Wahlen als immer größere Herausforderungen für Kommunen

Wahlurne

Die Demokratie ist eines der höchsten Güter in unserer Gesellschaft. Daher ist es die Pflicht eines jeden Bürgers von seinem Wahlrecht nach Möglichkeit Gebrauch zu machen. Eine hohe Wahlbeteiligung von rund 80 %, wie kürzlich bei der Landtagswahl hier in Olching, ist leider nicht immer die Regel und daher sehr erfreulich. Nichtsdestotrotz bedeutet eine hohe Wahlbeteiligung in Zusammenhang mit stetig steigenden Bevölkerungszahlen einen ebenfalls stetig steigenden logistischen und personellen Aufwand für die Durchführung der Wahlen.

 

Verwaltungen tun sich zunehmend schwer ausreichend Wahlhelfer zu finden. 120 Bürgerinnen und Bürger waren bei der Landtags- und Bezirkstagswahl am 14. Oktober 2018 in den Urnen- und Briefwahllokalen Olchings ehrenamtlich im Einsatz. Aus der Stadtverwaltung wurden zusätzlich über 50 Mitarbeiter abgestellt. Bei der kommenden Kommunal- und Bürgermeisterwahl 2020 wird der Aufwand um ein vielfaches höher sein.
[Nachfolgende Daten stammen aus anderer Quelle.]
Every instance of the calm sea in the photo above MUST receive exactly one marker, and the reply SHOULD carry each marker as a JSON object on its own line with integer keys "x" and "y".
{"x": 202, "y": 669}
Der städtische Wahlleiter rechnet aktuell mit rund 280 WahlhelferInnen, die benötigt werden, um diese Herkulesaufgabe zu bewerkstelligen.

 

Bürgermeister Andreas Magg fordert von der Landesregierung ein logistisches Umdenken in Bezug auf die Organisation von Wahlen. „Wir können nicht von Ehrenamtlichen erwarten, dass sie bis um 3 Uhr nachts Stimmen auszählen, wenn sie am nächsten Morgen um 8 Uhr wieder auf der Arbeit sein müssen.“ Eine deutliche Arbeitserleichterung für die Wahlhelfer würde erzielt, indem mehr Wahllokale eingerichtet würden. Hierfür müssten aber folgerichtig noch mehr Ehrenamtliche akquiriert werden.

 

„Wir müssen uns Gedanken darüber machen, wie man den Prozess entzerren kann.“ beharrt Bürgermeister Magg. Laut Rechtsaufsicht müssen alle Unterlagen für sämtliche Wahlen spätestens bis um 15 Uhr am Folgetag abgegeben sein. „Könnte man die Wahlen, in diesem Fall z.B. die Bezirkstagswahl, einen Tag später auszählen, wäre uns schon sehr geholfen.“ meint Bürgermeister Magg. Alternativ wäre auch eine Freistellung der WahlhelferInnen am Montag von der Arbeit auf Kosten des Staates eine Möglichkeit.

 

Aber auch umfassendere Lösungen hält Bürgermeister Magg für überlegenswert. „Im Zeitalter der Digitalisierung ist es eigentlich schwer nachvollziehbar, dass alle Stimmen von Hand ausgezählt, dann manuell in Listen eingetragen und diese in der Wahlzentrale nochmals abgetippt werden müssen.“

Der städtische Wahlleiter, Christian Richter, könnte sich auch vorstellen, dass auf die Versendung von Wahlbenachrichtigungen gänzlich verzichtet wird. „Würde man von Anfang die Wahlunterlagen versenden, könnte man sich sämtliche Urnenwahllokale und damit einen Großteil des Aufwandes sparen. Auch wäre dann das Auszählen beispielsweise ab Sonntagfrüh denkbar.“ Gleichzeitig hätte diese Lösung einen positiven Effekt für alle Wähler: Lästige Wartezeiten in den Wahllokalen entfielen.